Cricket in Jammu and Kashmir doesn't paint an image of fervent passion that the rest of the country exudes. But if you go by the state's most famous cricketer — Parvez Rasool — the sport there is as big if not bigger.

Even chief minister Omar Abdullah will agree to it as he misses no chance to display his emotions on Twitter whenever the valley's poster boy Rasool performs well, or when he's not picked in the Indian playing XI, as was the case last year.

Now that IPL VII is round the corner, the households in Kashmir are busy cleaning their rugs and ensuring there is no satellite disruption on television. Why? The boy from Bijbehara town is all set for his second innings in the tournament for Sunrisers Hyderabad.

“In Kashmir, IPL is a craze among the people. It is as popular as it is in the rest of the country. They are just waiting for IPL to start and have a look at new players. People in Kashmir watch all the matches,” says Rasool, who was bought by the Hyderabad franchise for Rs 95 lakh this season.

“On top of that, we did well in Ranji Trophy this season that has increased people's interest towards cricket as a whole. People started following the Ranji team and now they are focussed on IPL,” adds the 25-year-old, who donned the Pune Warriors India jersey last season.

Talking more about the cricket culture in his state, he mentions how kids are ecstatic about playing cricket in the streets and how he is turning out to be an inspiration for them. “After I got selected for IPL and then the national team, more kids picked up the bat back home. I wish they all chase their dreams,” says Rasool.

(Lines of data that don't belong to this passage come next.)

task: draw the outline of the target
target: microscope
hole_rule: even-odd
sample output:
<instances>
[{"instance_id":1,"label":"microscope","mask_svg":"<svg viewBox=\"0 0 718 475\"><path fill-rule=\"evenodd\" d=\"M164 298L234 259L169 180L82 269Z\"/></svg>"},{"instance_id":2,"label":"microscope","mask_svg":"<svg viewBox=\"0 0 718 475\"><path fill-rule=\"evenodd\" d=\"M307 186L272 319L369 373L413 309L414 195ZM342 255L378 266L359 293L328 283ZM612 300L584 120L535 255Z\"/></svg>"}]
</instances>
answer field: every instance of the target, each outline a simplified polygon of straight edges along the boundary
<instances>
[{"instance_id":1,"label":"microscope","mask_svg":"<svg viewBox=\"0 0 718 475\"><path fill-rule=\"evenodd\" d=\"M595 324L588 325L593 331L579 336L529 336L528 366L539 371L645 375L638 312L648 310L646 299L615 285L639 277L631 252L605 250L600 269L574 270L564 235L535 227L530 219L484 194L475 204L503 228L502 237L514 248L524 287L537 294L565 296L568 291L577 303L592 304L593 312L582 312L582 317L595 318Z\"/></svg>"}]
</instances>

Rasool says though he was overlooked for most of the matches last season, he got a lot of exposure due to IPL, which made his India 'A' stint easier.

“I believe I should grab whatever little chance I get to prove myself, be it domestic matches, practice matches or IPL. The rest lies with the selectors. As you know, a lot of players have come to the international stage through IPL. Hence, I am also hopeful,” adds the all-rounder who is only the second cricketer from Kashmir after Vivek Razdan to get selected for the national side.

In an entirely new team, Rasool believes the presence of old friends Aaron Finch and Bhuvneshwar Kumar (former Pune Warriors India players) is a boon. “Aaron, Bhuvi and I have trained together before and we know each other. It is helpful to have known people in the team, it helps both in planning and performance,” says Rasool. “But I am looking forward to sharing the dressing room with Dale Steyn. I will be meeting him for the first time.”

What went through his mind when he was kept out of the playing XI during India's tour to Zimbabwe last year? “It was disappointing but I think I learnt a lot by being with the team. Even Amit Mishra wasn't a part of the team for a few series. These things aren't in my hands. Now I am looking forward to learning more by spending time with both the Indian and foreign cricketers,” he says.

Rasool is also overwhelmed to have VVS Laxman as the tea's mentor. “He is one of the nicest people around. I will try my best to listen to him and improve my batting,” he says.

Rasool will be playing in Dubai for the first time and is expecting the conditions to be batsman-friendly. But he believes, “if the wicket is good for batting, the bowling has to be equally strong to defend a total.”